We have one important thing that we have to do. We have to define how to find the components of a vector that goes from one point Q, to another point R, and also find its length. Now, we've already done this for position vectors; vectors that start at the origin, and end at some point. So the way I want to go about dealing with the components of QR, and it's length, is I want to translate this vector down to the origin.
Now you remember that two vectors are equal as long as they have the same length, and same direction. So if I can translate this without changing it's orientation at all, I'll have exactly the same vector. I'll just have a position vector version of it. So here is the idea.
I want point Q, the initial point of the vector, to be translated down to the origin. So what I'm going to do is subtract x1 from the x coordinate. Subtract y1 from the y coordinate, and subtract z1 from the z coordinates. I'll get 0, 0, 0, so I'll get this point.

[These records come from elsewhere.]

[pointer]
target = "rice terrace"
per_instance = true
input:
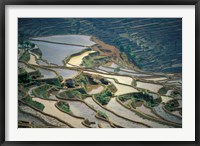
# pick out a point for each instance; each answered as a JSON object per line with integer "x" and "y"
{"x": 99, "y": 73}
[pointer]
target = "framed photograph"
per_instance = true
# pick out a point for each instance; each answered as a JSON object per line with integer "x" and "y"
{"x": 103, "y": 72}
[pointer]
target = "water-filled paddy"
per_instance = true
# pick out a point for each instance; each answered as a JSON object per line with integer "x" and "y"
{"x": 66, "y": 73}
{"x": 146, "y": 110}
{"x": 169, "y": 117}
{"x": 77, "y": 60}
{"x": 41, "y": 62}
{"x": 119, "y": 109}
{"x": 122, "y": 71}
{"x": 46, "y": 118}
{"x": 112, "y": 117}
{"x": 32, "y": 60}
{"x": 52, "y": 110}
{"x": 121, "y": 79}
{"x": 80, "y": 109}
{"x": 149, "y": 86}
{"x": 56, "y": 53}
{"x": 165, "y": 99}
{"x": 68, "y": 39}
{"x": 96, "y": 90}
{"x": 47, "y": 73}
{"x": 122, "y": 89}
{"x": 24, "y": 66}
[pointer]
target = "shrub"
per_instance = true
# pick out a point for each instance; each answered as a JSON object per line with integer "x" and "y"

Now the way I get R down to here is I subtract exactly the same things. I subtract x1 from the first coordinate, y1 from the second, and z1 from the third, and I'll get this point. So the coordinates of P are going to be x2 minus x1, y2 minus y1, and z2 minus z1.
So these two vectors will be exactly the same. That means that QR is going to equal OP. The components of OP are exactly the coordinates of this point. So they're going to be x2 minus x1, y2 minus y1, and z2 minus z1. Now how I find the length, well I know how to find the length of a position vector. So I'll just find the length of the position vector OP, and that will the length of QR.
So the length of QR is the length of OP. That's the square root of the sum of the squares of the components. So I have x2 minus x1 squared, plus y2 minus y1 squared, plus z2 minus z1 squared. So these are two very important results. They're basically about one thing; about vectors going from one point to another. Any one point is space to any other point in space.
So QR in component form is x2 minus x1, the difference in the x coordinates. Y2 minus y1, the difference in y coordinates, and z2 minus z1, the difference in z coordinates.